Bias in List-Assisted 100-Series RDD Sampling

Mansour Fahimi; J Michael Brick

doi:10.29115/SP-2008-0008

List-assisted Random Digit Dial (RDD) sampling methodology was developed decades ago when local telephone exchanges relied on 100-series telephone banks as physical building blocks. In recent years, however, the telecommunication industry has undergone a number of fundamental changes including a complete transition from analog to digital call routing and departure from an AT&T-dominated infrastructure to what is provided by regional independent operating companies as well as a growing number of alternative landline service providers. Combined with the decline in the proportion of directory-listed households and dilution of the residential landline assignment density due to a sharp increase in the number of residential exchanges, these changes have all but eliminated the utility of 100-series banks for frame construction and sampling purposes.
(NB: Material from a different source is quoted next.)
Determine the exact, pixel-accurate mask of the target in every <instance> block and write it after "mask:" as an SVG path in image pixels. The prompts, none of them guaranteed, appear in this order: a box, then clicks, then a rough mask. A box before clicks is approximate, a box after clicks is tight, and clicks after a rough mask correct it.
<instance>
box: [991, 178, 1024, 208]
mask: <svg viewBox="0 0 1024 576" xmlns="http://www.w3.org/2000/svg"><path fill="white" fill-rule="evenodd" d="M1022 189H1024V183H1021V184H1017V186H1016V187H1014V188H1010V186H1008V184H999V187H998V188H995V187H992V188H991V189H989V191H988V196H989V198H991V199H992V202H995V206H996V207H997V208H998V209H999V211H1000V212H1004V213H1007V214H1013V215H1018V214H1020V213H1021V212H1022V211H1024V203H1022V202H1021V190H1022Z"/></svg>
In spite of the above drastic changes, the sampling frame construction methodology for RDD samples has changed very little (if any) over the years. This note provides an overview of a research conducted to reexamine the underlying assumptions that were conducive to list-assisted RDD sampling against the ground realities of today. Specifically, the extent of undercoverage bias in traditional RDD samples is quantified while alternative methods of frame construction are introduced that aim to restore some of the lost coverage. Proposed alternatives are evaluated in light of cost implications that can result from adoption of more inclusive sampling frames, since such expansions will inevitably require additional resources for sample designs and survey administrations.

Introduction

A major breakthrough in telephone survey research methodology was introduced when the Mitofsky-Waksberg (1970) technique of RDD sampling was simplified to include only 100-series banks with at least one listed telephone number. As such, a two-stage cluster sampling methodology that entailed both operational and technical complexities was replaced by a single-stage epsem sampling method that could produce survey estimates with smaller sampling variances. Of note, these impressive gains were exercised at the expense of accepting a modest coverage bias that could be easily tolerated when time and cost saving considerations were kept in balance. Brick et al. (1995) had estimated that only 3.7 percent of all telephone households were not covered when the frame was confined to listed 100-series banks.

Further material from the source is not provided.